DIT seeks an upgrading to university
THE Dublin Institute of Technology (DIT) has confirmed that it is seeking university status.
The DIT governing body has authorised the institute 's president, Prof Brian Norton, to write to Minister Mary Hanafin to set the process in motion.
The request will be made under Section 9 of the 1997 Universities Act. This allows the Government to appoint a body, which will include international experts, to advise the Higher Education Authority on university status.
The DIT request has taken on an added urgency following a surprise announcement from Taoiseach Bertie Ahern that a preliminary independent examination of the submission made by the Waterford Institute of Technology for upgrading will be commissioned.
The Waterford case has received strong backing from Dr Edward Walsh, President Emeritus at the University of Limerick.

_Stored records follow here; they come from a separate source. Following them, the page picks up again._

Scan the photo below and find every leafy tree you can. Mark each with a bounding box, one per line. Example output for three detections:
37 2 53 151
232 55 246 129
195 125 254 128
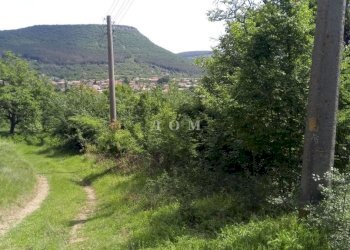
0 52 52 134
202 1 314 182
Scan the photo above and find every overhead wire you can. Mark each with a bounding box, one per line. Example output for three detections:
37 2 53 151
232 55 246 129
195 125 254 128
116 0 135 24
107 0 120 15
113 0 129 20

"The stark reality is that the southeast is the only region of its size and population in Ireland without a university that can justify such provision," he said. "The case for the University of the South East is compelling from an economic development and social equity perspective and this is true of no other Irish region. The strongly supportive remarks made by An Taoiseach on Monday - delivered fittingly as he opened the ArcLab Research & Innovation Centre at the Institute‘s new West Campus - demonstrated a very clear commitment on the part of Government to addressing the southeast's deficit through the formation of a regional university," said Dr Walsh.

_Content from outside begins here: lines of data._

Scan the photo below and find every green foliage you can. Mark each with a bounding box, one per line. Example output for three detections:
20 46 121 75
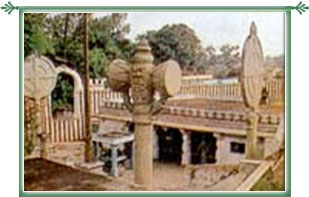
24 13 134 110
24 13 54 56
193 44 241 78
140 24 201 68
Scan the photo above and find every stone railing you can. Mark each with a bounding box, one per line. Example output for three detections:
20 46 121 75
90 79 284 106
50 117 85 143
101 101 280 125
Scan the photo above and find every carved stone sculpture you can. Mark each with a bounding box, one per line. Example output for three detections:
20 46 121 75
107 40 181 189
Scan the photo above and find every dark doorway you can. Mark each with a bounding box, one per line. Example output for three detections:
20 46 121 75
51 73 74 117
191 132 217 164
157 128 182 164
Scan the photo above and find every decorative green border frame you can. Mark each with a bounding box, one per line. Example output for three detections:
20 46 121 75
5 2 300 197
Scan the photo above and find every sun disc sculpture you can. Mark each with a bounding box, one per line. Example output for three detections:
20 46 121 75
240 22 265 159
24 55 57 158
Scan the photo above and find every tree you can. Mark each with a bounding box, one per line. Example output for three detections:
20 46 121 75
25 13 135 110
139 24 201 68
24 13 54 56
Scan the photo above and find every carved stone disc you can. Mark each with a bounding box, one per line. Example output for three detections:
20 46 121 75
24 55 57 99
241 23 265 109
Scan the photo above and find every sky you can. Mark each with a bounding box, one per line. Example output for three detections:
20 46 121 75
97 12 285 56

Meanwhile, the Cork Institute of Technology said that if an examination was to be commissioned, it should examine the sector as a whole, to ensure that policy decisions arising from a report did not undermine the sector.

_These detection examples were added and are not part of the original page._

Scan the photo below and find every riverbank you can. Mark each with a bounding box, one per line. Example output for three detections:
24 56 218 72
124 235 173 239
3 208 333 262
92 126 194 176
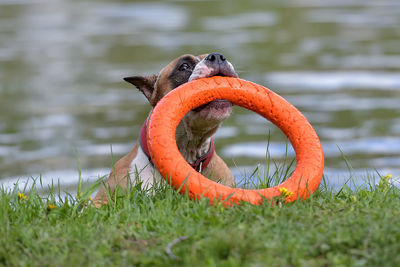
0 177 400 266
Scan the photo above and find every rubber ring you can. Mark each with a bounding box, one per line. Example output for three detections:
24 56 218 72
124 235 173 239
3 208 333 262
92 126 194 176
147 76 324 206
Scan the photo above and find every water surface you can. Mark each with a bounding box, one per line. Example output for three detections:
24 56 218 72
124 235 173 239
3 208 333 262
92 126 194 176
0 0 400 193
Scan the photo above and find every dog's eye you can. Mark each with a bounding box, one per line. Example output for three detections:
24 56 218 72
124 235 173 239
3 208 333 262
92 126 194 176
179 63 190 71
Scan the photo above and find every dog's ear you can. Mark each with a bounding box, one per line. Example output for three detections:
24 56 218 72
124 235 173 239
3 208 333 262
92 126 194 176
124 74 157 101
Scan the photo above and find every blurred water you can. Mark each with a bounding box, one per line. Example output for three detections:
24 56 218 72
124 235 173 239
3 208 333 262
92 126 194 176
0 0 400 193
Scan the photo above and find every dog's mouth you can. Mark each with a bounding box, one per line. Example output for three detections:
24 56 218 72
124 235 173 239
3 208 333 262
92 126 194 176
193 99 232 112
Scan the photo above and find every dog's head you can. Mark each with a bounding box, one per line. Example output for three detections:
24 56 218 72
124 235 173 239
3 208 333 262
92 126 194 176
124 53 238 138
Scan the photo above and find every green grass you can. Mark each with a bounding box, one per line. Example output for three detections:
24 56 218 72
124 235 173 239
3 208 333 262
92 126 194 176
0 173 400 266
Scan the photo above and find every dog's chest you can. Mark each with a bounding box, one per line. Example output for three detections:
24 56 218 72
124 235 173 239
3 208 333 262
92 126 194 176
129 146 161 190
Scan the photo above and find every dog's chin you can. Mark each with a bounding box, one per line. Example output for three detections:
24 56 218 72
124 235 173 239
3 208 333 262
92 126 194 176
192 99 232 121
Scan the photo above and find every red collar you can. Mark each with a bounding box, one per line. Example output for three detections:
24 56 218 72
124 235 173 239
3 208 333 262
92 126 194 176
139 120 215 172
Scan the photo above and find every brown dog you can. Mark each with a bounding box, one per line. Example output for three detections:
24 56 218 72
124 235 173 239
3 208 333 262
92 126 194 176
94 53 238 206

"The publication of the 2006 Institutes of Technology Bill was the culmination of a three-year examination of the sector, which began in 2003 with publication of the Expert Working Group Report on the future position and roles of Institutes of Technology and continued with the 2004 OECD Review of Higher Education Policy in Ireland," said a spokeswoman.
"We believe that the 2004 OECD report was correct, and understand that this has been accepted as the basis for Government policy.
"We remain committed to the binary system, but if changes are to be made we would have concerns in terms of ensuring parity of resources."